“Every good and perfect gift is from above, coming down from the Father of lights, who does not change like shifting shadows.” (James 1:17)

IN RETROSPECT

I am sitting tonight in the glow of the grate and am counting the years that have gone,

And I’m thinking of how I have used up this time, and what I have given each one.

I have toiled to the top of the hill’s western slope, and I’m just looking backward to see

What I’ve done with the days and the years that were mine and all that has happened to me.

I’ve tasted of happiness, laughter and love, and all the things that are sweet;

Have worked through the valley of sorrow and woe, but have never admitted defeat;

I have stumbled and fallen – not once, but a score; have been criticized time and again;

I might have been rich, if I’d wanted the gold, in place of the friends I have made.

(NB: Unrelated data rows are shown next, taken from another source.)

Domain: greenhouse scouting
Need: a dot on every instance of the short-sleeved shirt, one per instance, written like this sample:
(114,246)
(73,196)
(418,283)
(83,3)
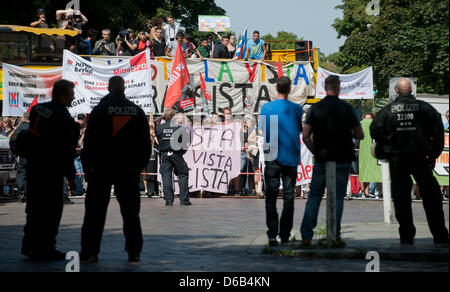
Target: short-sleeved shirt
(221,52)
(256,49)
(159,48)
(289,127)
(174,45)
(204,52)
(332,121)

I’ve lived with my friends and I’ve shared in their joys, known sorrow with all of its tears;

I have harvested much from my acres of life, though some say I’ve wasted my years,

For much that is fine has been mine to enjoy, and I’ve tried to live to my best,

And I find no regret as the shadows grow long, for the gold that I might have possessed.

I have wiped away tears and have planted some smiles, have walked hand in hand with despair;

I have helped with the burden and lightened the load, too hard for my brother to bear;

And all through the years I have done just my best to banish the tear and the sigh;

I have lost out on wealth, and I’m sure of this truth, I’ve got some things money won’t buy.

And the joy of the work, the beauty of my bride, and the love of the books,

Shall make me content, as I wander along, so sure they’re mine to enjoy.

So the years may slip by, as they have in the past; I’ve no reason to change or amend,

For the path I have followed is filled with delight, and will always be mine to the end.

If this be success, then I’m surely content; if it’s failure, I make no amends,

But the boon that I crave, as the years roll along, is to live in the heart of my friends.

(SUNLIGHT AND SHADOWS, Leaves from the Scrap Book of M.W.Terrell, 7)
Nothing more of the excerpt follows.